I lost my first Umbra run (also was my first cov3 run) at the final boss so my (very short) win streak is over. I really thought I was going to win that run but the final boss battle was just so much harder than any of the preceding ones that I never really came close.

On the first turn I had some terrible luck with unit card draws and it kind of snowballed from there. The enemy kept throwing out lines with 2 units that had 150 to 170 health and I just could not kill them all consistently before they made it to my pyre. Then the final boss on top of all that with well over 2000 HP with his buff purge ability was too much. I’ve thought about it and I really can’t think of any strategy I could have tried that would have lead to a win with the cards I had. Hopefully, I will unlock some better Umbra cards as I play them more.

I could see enjoying one of two undo-type options in this game:

  1. one-time use of undo per battle. I like this as others have mentioned because it becomes another strategical touch point. Also, one of the covenant levels could turn it off. An artifact or event could increase #of undos, or decrease for some other benefit.

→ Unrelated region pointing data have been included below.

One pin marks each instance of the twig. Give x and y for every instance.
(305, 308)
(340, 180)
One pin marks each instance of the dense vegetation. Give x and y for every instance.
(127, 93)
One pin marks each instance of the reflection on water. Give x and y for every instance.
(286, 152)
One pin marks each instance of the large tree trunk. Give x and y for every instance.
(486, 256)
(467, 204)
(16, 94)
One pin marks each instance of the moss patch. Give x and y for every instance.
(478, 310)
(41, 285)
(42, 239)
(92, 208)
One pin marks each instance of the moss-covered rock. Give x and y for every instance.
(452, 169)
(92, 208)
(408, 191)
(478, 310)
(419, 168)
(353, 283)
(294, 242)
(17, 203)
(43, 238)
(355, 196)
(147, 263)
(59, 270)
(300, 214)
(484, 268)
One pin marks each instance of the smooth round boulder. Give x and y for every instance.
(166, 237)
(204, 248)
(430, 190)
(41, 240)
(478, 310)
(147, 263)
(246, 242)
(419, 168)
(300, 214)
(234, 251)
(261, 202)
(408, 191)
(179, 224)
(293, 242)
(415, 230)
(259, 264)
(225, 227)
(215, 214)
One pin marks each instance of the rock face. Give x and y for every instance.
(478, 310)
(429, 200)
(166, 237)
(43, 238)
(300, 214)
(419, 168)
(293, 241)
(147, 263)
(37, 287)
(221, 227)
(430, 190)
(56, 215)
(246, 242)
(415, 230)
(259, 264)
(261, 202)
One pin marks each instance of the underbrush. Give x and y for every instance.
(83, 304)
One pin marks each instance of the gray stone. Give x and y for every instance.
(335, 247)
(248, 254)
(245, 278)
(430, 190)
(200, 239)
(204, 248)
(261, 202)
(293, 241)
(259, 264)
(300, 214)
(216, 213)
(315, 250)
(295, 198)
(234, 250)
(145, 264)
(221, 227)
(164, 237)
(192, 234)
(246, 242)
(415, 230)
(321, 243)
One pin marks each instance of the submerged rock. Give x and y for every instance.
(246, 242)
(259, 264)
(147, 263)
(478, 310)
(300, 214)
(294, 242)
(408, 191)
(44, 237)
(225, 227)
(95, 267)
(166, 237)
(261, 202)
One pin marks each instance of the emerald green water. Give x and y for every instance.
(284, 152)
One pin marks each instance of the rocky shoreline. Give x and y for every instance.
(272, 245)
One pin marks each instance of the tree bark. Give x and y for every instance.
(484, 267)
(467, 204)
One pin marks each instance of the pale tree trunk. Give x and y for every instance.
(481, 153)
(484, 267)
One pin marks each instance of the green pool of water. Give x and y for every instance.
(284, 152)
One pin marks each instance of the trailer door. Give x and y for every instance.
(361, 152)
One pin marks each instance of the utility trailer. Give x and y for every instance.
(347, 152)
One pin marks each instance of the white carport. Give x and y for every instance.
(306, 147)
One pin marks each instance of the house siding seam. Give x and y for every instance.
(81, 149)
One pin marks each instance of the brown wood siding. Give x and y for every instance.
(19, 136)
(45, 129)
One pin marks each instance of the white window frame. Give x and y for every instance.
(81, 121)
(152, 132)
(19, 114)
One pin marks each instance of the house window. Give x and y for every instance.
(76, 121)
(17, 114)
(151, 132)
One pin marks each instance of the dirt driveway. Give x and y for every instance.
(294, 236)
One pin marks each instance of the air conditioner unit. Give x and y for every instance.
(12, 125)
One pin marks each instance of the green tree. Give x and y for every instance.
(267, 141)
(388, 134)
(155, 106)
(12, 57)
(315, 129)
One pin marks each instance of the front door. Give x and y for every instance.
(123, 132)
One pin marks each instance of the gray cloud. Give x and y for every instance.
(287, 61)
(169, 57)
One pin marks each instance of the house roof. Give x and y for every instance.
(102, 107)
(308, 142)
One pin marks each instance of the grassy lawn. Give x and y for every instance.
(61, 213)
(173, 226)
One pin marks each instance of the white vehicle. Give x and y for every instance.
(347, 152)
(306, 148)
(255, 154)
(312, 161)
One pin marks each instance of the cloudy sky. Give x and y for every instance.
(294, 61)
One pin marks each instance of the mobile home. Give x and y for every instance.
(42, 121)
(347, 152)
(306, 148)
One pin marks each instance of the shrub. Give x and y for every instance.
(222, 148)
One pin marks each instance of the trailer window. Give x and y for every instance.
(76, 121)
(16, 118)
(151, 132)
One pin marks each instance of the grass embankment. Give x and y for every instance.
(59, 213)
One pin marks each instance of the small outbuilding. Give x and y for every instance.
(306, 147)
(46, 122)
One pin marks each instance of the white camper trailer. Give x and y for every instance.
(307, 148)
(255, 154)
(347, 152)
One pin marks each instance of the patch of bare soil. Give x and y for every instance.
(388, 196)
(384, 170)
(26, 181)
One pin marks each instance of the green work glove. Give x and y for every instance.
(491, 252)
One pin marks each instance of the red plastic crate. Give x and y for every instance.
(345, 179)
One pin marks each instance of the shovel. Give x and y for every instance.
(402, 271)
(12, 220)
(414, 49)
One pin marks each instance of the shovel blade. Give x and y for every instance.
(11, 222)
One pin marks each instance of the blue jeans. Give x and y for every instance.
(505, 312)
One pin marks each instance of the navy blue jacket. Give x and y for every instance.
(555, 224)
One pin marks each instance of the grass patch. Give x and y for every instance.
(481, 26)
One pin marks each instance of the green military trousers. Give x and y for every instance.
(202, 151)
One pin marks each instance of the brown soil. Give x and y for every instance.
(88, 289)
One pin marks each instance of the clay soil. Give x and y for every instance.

  2. When you lose a boss fight in persona 5 royale, the game gives you the option to restart the battle. I can see having that option available, either after every battle or just bosses, and either unlimited times or just once. I would prefer every battle because why not, and unlimited, because diminishing returns. I imagine this also reduces the burden on devs, who now only have to record the state just before the battle, which they probably already have anyway.

And I’ve been trying to avoid saying, “let’s stick to talking about the game,” but I’m at that point. The conversation is interesting, but if prefer it in a separate thread of it is to continue.